Wheeler, Les
Stringed instruments that were either plucked or bowed have been around almost as long as folk, but the fiddle, as we would recognise it, has probably been played in Scotland since the 15th. century. The fiddle or fydill was certainly in use then and is probably related to the old Roman word vidula. The music these early musicians played was probably French or Italian - source of many of the dances then popular - but gradually a rich library of native music appeared. Little of the earliest music survives in manuscript although, curiously, the first printed collections of Scotch Dance appeared in England. John Playford included a number in The English Dancing Master(1651). In 1700 Henry Playford produced A Collection of Original Scottish Tunes. Scottish publishers eventually learned from the English and from the 1720s onward a number of collections appeared.
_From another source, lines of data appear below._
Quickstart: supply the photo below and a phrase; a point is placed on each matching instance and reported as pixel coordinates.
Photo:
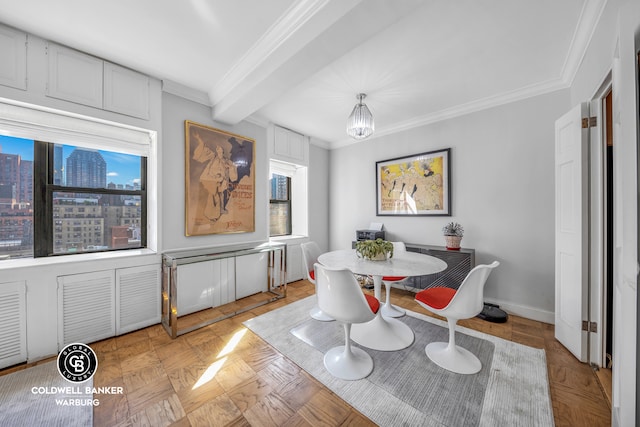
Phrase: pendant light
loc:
(360, 122)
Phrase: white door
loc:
(571, 254)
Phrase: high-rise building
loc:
(26, 181)
(10, 173)
(58, 170)
(86, 168)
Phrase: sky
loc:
(121, 168)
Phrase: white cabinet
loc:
(77, 77)
(290, 146)
(74, 76)
(295, 270)
(86, 307)
(209, 284)
(126, 91)
(251, 273)
(13, 337)
(198, 279)
(98, 305)
(137, 297)
(13, 50)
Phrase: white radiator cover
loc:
(86, 307)
(138, 297)
(13, 338)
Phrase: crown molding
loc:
(589, 17)
(587, 23)
(186, 92)
(461, 110)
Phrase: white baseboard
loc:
(524, 311)
(511, 308)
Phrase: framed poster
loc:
(220, 181)
(414, 185)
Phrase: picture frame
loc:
(219, 181)
(416, 185)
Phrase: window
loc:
(62, 199)
(288, 201)
(280, 205)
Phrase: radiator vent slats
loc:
(138, 296)
(86, 307)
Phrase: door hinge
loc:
(589, 122)
(589, 326)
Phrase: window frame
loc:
(44, 188)
(286, 202)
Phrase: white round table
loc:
(383, 333)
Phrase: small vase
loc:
(453, 242)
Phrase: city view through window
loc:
(95, 199)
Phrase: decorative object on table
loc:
(453, 233)
(374, 250)
(414, 185)
(220, 181)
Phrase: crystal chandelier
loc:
(360, 122)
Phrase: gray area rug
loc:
(406, 388)
(20, 406)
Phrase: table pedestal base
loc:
(384, 334)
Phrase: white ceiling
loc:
(301, 63)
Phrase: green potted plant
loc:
(375, 250)
(453, 233)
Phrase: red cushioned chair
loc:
(388, 309)
(310, 254)
(464, 303)
(340, 296)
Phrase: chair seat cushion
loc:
(437, 298)
(393, 278)
(374, 304)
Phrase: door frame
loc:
(597, 226)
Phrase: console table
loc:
(459, 264)
(197, 285)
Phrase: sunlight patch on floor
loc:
(215, 367)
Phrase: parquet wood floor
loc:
(224, 375)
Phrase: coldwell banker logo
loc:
(77, 363)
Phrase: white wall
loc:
(318, 182)
(502, 181)
(613, 47)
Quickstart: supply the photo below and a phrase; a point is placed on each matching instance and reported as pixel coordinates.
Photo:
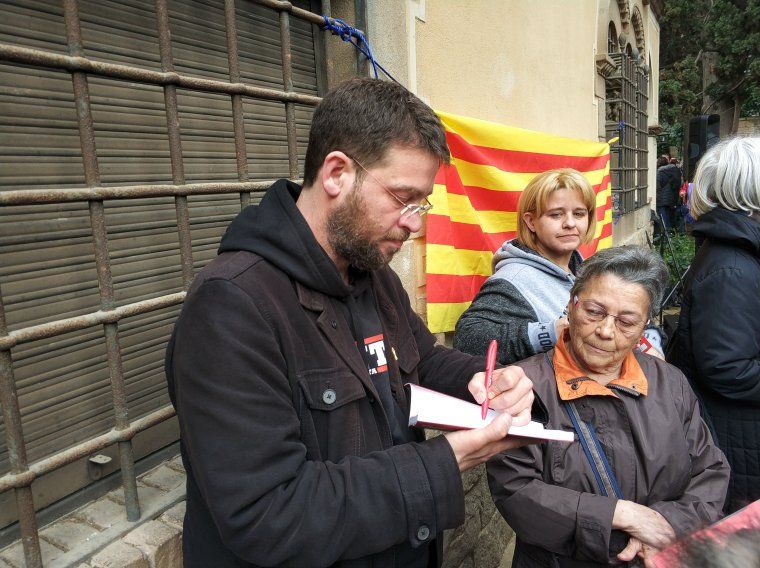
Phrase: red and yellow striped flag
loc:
(475, 203)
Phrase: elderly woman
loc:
(717, 344)
(645, 470)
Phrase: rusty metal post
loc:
(102, 259)
(175, 143)
(287, 83)
(14, 439)
(238, 117)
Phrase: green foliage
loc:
(682, 251)
(689, 28)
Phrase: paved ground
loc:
(98, 534)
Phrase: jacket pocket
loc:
(330, 389)
(336, 414)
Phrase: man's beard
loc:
(349, 227)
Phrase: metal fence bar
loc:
(41, 58)
(101, 317)
(78, 194)
(102, 258)
(287, 81)
(175, 144)
(238, 116)
(114, 436)
(14, 439)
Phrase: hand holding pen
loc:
(490, 364)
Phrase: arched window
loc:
(611, 38)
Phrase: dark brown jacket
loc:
(658, 446)
(288, 452)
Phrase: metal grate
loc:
(626, 118)
(85, 72)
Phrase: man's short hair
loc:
(364, 118)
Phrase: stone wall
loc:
(484, 540)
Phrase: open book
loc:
(431, 409)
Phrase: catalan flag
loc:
(475, 203)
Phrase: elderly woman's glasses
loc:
(407, 209)
(593, 312)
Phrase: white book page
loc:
(437, 410)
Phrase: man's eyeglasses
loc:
(407, 209)
(593, 312)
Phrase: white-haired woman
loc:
(717, 344)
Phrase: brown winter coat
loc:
(657, 444)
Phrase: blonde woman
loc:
(522, 304)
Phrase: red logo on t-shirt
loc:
(375, 348)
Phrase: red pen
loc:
(490, 364)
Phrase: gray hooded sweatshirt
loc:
(518, 305)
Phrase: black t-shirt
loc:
(360, 310)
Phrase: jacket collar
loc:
(572, 382)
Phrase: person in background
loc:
(668, 186)
(732, 542)
(717, 342)
(522, 305)
(644, 470)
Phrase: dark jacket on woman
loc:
(717, 344)
(287, 441)
(649, 427)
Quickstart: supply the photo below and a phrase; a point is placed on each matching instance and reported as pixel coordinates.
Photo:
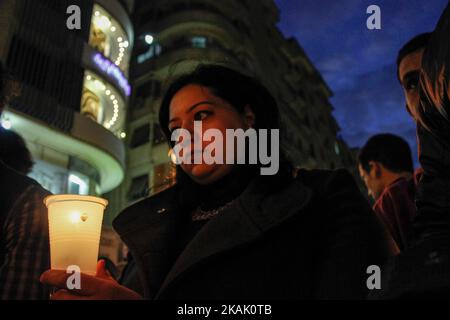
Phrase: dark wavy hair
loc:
(236, 88)
(14, 152)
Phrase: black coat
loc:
(312, 237)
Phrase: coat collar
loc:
(149, 227)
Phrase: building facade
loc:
(74, 93)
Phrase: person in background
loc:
(409, 62)
(386, 166)
(423, 270)
(24, 244)
(14, 152)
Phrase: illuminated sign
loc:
(113, 71)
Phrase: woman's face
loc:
(197, 103)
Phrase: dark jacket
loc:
(397, 209)
(311, 237)
(24, 244)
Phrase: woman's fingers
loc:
(55, 278)
(88, 285)
(67, 295)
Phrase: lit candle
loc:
(75, 224)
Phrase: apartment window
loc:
(163, 176)
(199, 42)
(138, 188)
(140, 136)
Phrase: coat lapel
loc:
(257, 210)
(149, 229)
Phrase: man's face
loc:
(409, 72)
(373, 183)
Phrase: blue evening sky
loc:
(359, 64)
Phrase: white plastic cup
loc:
(75, 224)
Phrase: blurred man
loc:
(386, 166)
(14, 152)
(24, 246)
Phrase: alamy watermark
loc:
(235, 146)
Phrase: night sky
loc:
(359, 64)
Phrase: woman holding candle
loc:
(224, 231)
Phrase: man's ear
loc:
(375, 169)
(249, 117)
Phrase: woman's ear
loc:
(249, 116)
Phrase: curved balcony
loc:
(171, 56)
(81, 138)
(181, 21)
(119, 13)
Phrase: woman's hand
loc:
(100, 287)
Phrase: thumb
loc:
(101, 270)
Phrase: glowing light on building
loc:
(113, 71)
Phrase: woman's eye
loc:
(173, 129)
(201, 115)
(410, 85)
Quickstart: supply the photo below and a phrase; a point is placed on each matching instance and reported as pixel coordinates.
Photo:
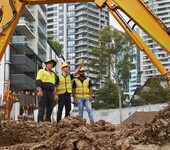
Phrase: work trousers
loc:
(85, 102)
(46, 103)
(64, 100)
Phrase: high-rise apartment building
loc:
(74, 26)
(162, 9)
(24, 56)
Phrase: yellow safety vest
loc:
(64, 84)
(82, 89)
(46, 76)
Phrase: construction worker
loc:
(46, 85)
(83, 94)
(64, 89)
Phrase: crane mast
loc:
(138, 12)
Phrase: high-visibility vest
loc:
(46, 76)
(64, 84)
(82, 88)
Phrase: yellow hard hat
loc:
(82, 69)
(65, 65)
(51, 61)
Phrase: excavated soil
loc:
(73, 133)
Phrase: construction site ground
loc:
(141, 131)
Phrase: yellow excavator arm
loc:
(138, 12)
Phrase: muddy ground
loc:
(73, 133)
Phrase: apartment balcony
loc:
(23, 63)
(28, 11)
(42, 45)
(22, 81)
(42, 30)
(24, 99)
(22, 45)
(25, 28)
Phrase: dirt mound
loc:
(73, 133)
(140, 118)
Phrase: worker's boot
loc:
(92, 121)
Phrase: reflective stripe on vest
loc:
(64, 84)
(82, 89)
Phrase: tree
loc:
(107, 97)
(112, 60)
(155, 94)
(112, 56)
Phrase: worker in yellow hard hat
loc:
(83, 93)
(64, 89)
(46, 85)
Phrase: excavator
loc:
(136, 10)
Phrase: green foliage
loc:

Some people produced private collections and one such was George Skene of Skene who, between 1717 and 1740 copied down fiddle music for his own pleasure. His near neighbour, William Forbes of Disblair, composed for the fiddle - some of his pieces are included in the MacFarlane Ms(Edinburgh 1740), which was compiled by David Young, a founder member of the Aberdeen Musical Society in 1748. Another member was the Toun Dancing Master Francis Peacock who played violin and cello at the society concerts. The Society's success owed much to the influence of Sir Alexander Grant of Monymusk who was an admirer and patron of all forms of music.
The music that people listened to, reels, jigs or gigues, hornpipes, Scotch measures etc., were played all over Scotland and the rest of Britain too. The truly native Scottish tune form is the Strathspey, named, of course, for the district it came from. There is a fair body of evidence to suggest that originally strathspey was a style of playing rather than a specific type of tune or dance. The term strathspey-reel was often used to describe a reel played in a particular fashion employing a dsitinctive rhythm which is often called by today's fiddlers the Scottish Snap.
Thomas Newte in his Tour of England and Scotland in 1780 attributes the strathspey style to the Brownes (or Brounes) of Kincardine-on-Spey. He also mentions the Cummings of Freuchie, now Castle Grant, Grantown-on-Spey, one of whom, Angus Cumming, produced his Collection of Strathspeys or Old Highland Reels in 1780. There is an interesting sideline to all this and it is connected with the legend of MacPherson's Rant.
Legend says that MacPherson had been convicted of sheep stealing and was to be hung in Banff. They moved the clock forward to prevent a reprieve arriving in time and just before he was hung, MacPherson is said to have destroyed his fiddle to prevent anyone else playing it. The only part of this story which has any truth in it appears to be that MacPherson, a notorious sheep stealer, was hung. The fiddle smashing incident was added later as a song about the event became popular and reached the ears of Robert Burns, himself a fiddler, who added to the rhyme and the version popularly known today comes to us from his pen. What is interesting is that one of the men tried at the same court as MacPherson was called Broune and is said to have belonged to the famous family of fiddlers credited with creating the strathspey style. Thus, it would appear, that is how MacPherson's name and a fiddle came to be attached to the fiddle-breaking incident on the gallows!
One thing is clear, these early fiddlers left a legacy that has been gratefully taken up by hundreds of North-East fiddlers as the presence of strathspey and reel societies in Aberdeen, Cults, Ellon, Banchory, Huntly, Macduff, Inverurie, Elgin and many other places is testament and the whole fiddle playing world feeds on the compositions and expertise of a great many North-East fiddlers and composers.